They gave a standing ovation to the current leader of what may be the most murderous political organization in world history. Dozens of American business leaders, including Apple CEO Tim Cook, Blackstone’s Stephen Schwarzman, Tesla CEO Elon Musk, Boeing CEO Stan Deal, BlackRock’s Larry Fink, Pfizer CEO Albert Bourla, Bridgewater’s Ray Dalio, FedEx CEO Raj Subramaniam, Salesforce CEO Marc Benioff, and Visa executive Ryan McInerney, were on hand in San Francisco to pay homage to Xi Jinping, president of China and general secretary of the Chinese Communist Party (CCP), at a dinner in San Francisco hosted by the U.S.-China Business Council and the National Committee on U.S.-China Relations. Xi had earlier met with President Joe Biden, who later described their talks as “some of the most constructive and productive we’ve had.” At the dinner, Biden Commerce Secretary Gina Raimondo told the American business leaders: “All of you here this evening remain keenly interested to do business in China, and to find ways to advance our bilateral economic relationship.” Raimondo said she knew this “because half of you have come to see me to tell me that.” We are witnessing part II of what the great James Burnham called “the suicidal mania of American business.”

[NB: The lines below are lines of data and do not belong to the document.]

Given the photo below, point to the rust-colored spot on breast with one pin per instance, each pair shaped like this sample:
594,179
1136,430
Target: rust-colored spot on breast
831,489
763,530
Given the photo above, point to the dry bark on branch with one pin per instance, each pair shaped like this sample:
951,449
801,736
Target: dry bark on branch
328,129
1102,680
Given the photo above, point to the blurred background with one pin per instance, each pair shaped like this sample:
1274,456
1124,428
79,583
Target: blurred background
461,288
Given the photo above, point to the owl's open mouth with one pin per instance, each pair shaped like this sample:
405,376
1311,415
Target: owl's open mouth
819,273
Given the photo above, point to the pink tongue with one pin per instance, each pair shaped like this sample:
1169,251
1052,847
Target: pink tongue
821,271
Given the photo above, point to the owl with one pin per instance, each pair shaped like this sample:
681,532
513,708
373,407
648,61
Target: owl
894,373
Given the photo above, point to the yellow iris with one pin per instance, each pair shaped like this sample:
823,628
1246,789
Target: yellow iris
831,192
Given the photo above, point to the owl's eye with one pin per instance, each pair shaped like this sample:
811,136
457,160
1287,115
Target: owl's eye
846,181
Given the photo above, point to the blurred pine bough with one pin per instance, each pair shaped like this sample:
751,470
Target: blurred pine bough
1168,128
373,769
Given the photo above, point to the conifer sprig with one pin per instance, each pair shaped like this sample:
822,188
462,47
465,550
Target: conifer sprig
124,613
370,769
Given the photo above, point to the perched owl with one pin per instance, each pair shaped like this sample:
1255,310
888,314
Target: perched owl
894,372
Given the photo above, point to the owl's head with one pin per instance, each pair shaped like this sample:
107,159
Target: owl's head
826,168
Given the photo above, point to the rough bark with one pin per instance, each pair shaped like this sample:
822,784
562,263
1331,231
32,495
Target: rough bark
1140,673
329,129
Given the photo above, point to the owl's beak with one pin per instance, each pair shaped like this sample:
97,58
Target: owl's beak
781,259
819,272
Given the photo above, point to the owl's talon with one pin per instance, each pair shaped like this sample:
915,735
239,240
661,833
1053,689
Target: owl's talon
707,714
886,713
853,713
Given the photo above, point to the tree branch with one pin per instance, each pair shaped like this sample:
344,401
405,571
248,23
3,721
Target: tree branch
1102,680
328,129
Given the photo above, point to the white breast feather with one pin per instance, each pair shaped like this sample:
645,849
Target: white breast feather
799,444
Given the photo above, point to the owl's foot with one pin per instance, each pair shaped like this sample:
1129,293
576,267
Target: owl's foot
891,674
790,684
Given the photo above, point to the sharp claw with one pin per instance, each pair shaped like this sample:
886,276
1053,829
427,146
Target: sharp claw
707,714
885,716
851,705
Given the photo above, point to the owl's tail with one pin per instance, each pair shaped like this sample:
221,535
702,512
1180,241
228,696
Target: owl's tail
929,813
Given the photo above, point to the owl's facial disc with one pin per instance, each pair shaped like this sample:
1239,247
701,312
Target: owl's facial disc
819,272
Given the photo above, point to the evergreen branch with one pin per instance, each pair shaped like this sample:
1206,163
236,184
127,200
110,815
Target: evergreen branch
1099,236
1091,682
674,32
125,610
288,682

Burnham used that phrase as the title of one of the chapters in his 1949 book The Coming Defeat of Communism, the second volume of his magnificent Cold War trilogy that analyzed the early struggle between the United States and the Soviet Union and promoted policies to win that struggle — policies, it is worth noting, that foreshadowed the Reagan administration’s successful efforts to undermine the Soviet empire in the 1980s.
Burnham described the late-1940s visit to the United States of Andrei Gromyko, one of Stalin’s henchmen and later Soviet foreign minister, who “held a series of private conversations with several leading American businessmen,” during which the businessmen stated that “they were anxious to get together with the Soviet Union on a constructive basis.” Gromyko, Burnham wrote, was merely doing Stalin’s bidding: “He visited … businessmen not … to sound them out but to manipulate their greed and ignorance and timidity.” Stalin “is simply holding up a big, juicy sugarplum before the eyes of the sweet-toothed political children of the business community.”

“Shame on the American CEOs Who Dined With Xi,” editorial cartoon by Shaomin Li for The American Spectator, Nov. 18, 2023.
Burnham noted that American businessmen think of themselves as shrewd bargainers who “believe that a deal can always be made.” They fail to understand that “Communists … do not make deals; they make traps: an oath to the infidel does not bind.” What Stalin was saying then to the business leaders is precisely what Xi is saying to the business leaders of our time: “Come unto me … and you will have abundance of profits, and peace of political mind.”
Burnham was one of our nation’s shrewdest observers and analysts of communism. Communists, he wrote, believe that the “greed, ignorance, timidity, and lack of vision” displayed by American business leaders are “inevitable expressions of the decadence of capitalism.” Burnham characterized the “business class” as “too ignorant, too greedy, too reactionary and, in a sense, too cowardly.” American businesses are willing to “trade with the enemy” for short-term profits. What they are actually doing, however, is “building the guillotine for [their] own executioner.”
Xi Jinping has credibly been accused of genocide against the Uyghurs in northwestern China. He has constructed on the foundation laid by Mao Zedong, what author Stein Ringen calls “the perfect dictatorship,” in which the CCP is omnipresent and party-state policies are used to promote the interests of the Chinese nomenklatura. Ringen characterizes Xi’s security apparatus as “sophisticated totalitarianism” and a “controlocracy.” Meanwhile, Xi has built the world’s largest navy; is rapidly expanding China’s nuclear forces; has entered into a “strategic partnership” with a resurgent Russia; is daily increasing pressure on Taiwan, which he views as a rebellious province of China; and has launched and expanded a geopolitical offensive known as the Belt and Road Initiative (BRI), which uses economic power and coercion for China’s political gain across Eurasia and into Africa and the Middle East.
This is the man, this is the regime, with whom America’s top CEOs want to do business. These American CEOs, who wouldn’t dare stand and applaud former U.S. President Donald Trump for fear of political and social ostracism, have no hesitancy to act as admiring sycophants of the world’s most dangerous tyrant. It is indeed a suicidal mania, and it is not new. At the height of the U.S.–Soviet détente, the great Soviet dissident Alexander Solzhenitsyn spoke to an American audience about the “strange and surprising … alliance between our Communist leaders and your capitalists” based on “a burning greed for profit that goes beyond all reason, all self-control, all conscience, only to get money.”